Published on October 25th, 2020 | by Daniel Sherman Fernandez0
Electric Vehicles Have Lower Carbon Output
Or do they?
It is a well known fact that electric cars are loveable known around the world as a pollution-free form of transport. However, there is the carbon cost of the electricity used to power or charge up the battery packs that need to considered.
There are also large uncertainties around the emissions associated with the production of electric vehicle (EV) batteries where different studies from around the world produce widely differing numbers. As EV battery prices fall and vehicle manufacturers start including larger batteries with longer driving ranges, battery production emissions can have a larger impact on the climate benefits of electric vehicles.
Around half of the emissions from battery production come from the electricity used in manufacturing and assembling the batteries. Producing batteries in regions with relatively low-carbon electricity or in factories powered by renewable energy, as will be the case for the batteries used in the best-selling Tesla Model 3, can substantially reduce battery emissions.
In 2018, researchers claimed that China’s massive push to get people driving electric vehicles could actually worsen its carbon output, given that much of the electricity is produced from fossil fuels such as coal.
Recently the University of Exeter study has found that even with substantial amounts of fossil fuel in the energy mix, electric cars do lead to lower carbon emissions overall. Already, under current conditions, driving an electric car is better for the climate than conventional petrol cars in 95 per cent of the world, with the only exceptions being in countries such as Poland where electricity generation is still mostly based on coal.
Average lifetime emissions from electric cars are up to 70 per cent lower than petrol cars in countries such as Sweden and France (which get most of their electricity from renewables and nuclear) and around 30 per cent lower in the UK. In a few years, even the more inefficient electric cars will be less emission-intensive than the newest petrol cars in most countries, as electricity generation is expected to be less carbon-intensive than today.

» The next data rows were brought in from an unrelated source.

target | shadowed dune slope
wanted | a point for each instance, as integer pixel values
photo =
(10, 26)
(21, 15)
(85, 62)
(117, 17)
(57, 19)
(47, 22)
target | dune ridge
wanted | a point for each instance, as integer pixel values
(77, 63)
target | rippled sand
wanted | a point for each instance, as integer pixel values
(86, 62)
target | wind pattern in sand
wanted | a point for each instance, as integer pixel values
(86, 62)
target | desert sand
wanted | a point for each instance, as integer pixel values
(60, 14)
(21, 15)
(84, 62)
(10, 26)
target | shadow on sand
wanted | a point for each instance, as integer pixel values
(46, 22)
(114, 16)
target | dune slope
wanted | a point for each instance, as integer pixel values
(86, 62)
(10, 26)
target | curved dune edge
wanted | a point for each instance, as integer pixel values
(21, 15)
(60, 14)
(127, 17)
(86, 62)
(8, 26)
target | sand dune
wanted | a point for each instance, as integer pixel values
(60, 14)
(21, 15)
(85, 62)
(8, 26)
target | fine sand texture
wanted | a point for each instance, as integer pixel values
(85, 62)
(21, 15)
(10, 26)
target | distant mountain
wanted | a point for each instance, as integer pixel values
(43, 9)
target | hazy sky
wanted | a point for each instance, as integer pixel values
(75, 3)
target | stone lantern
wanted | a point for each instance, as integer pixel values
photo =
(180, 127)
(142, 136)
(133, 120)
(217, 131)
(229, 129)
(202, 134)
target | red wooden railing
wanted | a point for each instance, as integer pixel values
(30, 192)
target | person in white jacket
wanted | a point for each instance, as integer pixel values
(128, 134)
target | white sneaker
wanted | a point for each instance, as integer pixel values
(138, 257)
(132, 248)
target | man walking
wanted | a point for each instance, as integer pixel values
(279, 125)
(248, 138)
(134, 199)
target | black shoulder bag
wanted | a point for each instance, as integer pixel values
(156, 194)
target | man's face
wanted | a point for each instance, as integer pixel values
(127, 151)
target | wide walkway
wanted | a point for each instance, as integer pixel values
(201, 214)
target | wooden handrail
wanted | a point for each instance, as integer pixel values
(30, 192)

The study projects that by 2050, every second car on the streets could be electric. This would reduce global CO2 emissions by up to 1.5 gigatons per year, which is equivalent to the total current CO2 emissions of Russia. The study also looked at electric household heat pumps and found they, too, produce lower emissions than fossil-fuel alternatives in 95 per cent of the world. Heat pumps could reduce global CO2 emissions in 2050 by up to 0.8 gigatons per year, or roughly equal to Germany’s current annual emissions.
“We started this work a few years ago and policy-makers in the UK and abroad have shown a lot of interest in the results,” said Dr Jean-Francois Mercure, of the Global Systems Institute at the University of Exeter.
“The answer is clear: to reduce carbon emissions, we should choose electric cars and household heat pumps over fossil-fuel alternatives.”
Dr Florian Knobloch, of the Environmental Science Department at the University of Nijmegen (The Netherlands), and the lead author of the study, added: “In other words, the idea that electric vehicles or electric heat pumps could increase emissions is essentially a myth.
“We’ve seen a lot of discussion about this recently, with lots of disinformation going around. Here is a definitive study that can dispel those myths. We have run the numbers for all around the world, looking at a whole range of cars and heating systems.
“Even in our worst-case scenario, there would be a reduction in emissions in almost all cases. This insight should be very useful for policy-makers.”
The study examined the current and future emissions of different types of vehicles and home heating options worldwide. It divided the world into 59 regions to account for differences in power generation and technology. In 53 of these regions which include all of Europe, the US and China, the findings show electric cars and heat pumps are already less emission-intensive than fossil-fuel alternatives.
These 53 regions represent 95 per cent of global transport and heating demand and, with energy production de-carbonising worldwide, Mercure said the “last few debatable cases will soon disappear”. The researchers carried out a life-cycle assessment in which they not only calculated greenhouse gas emissions generated when using cars and heating systems, but also in the production chain and waste processing.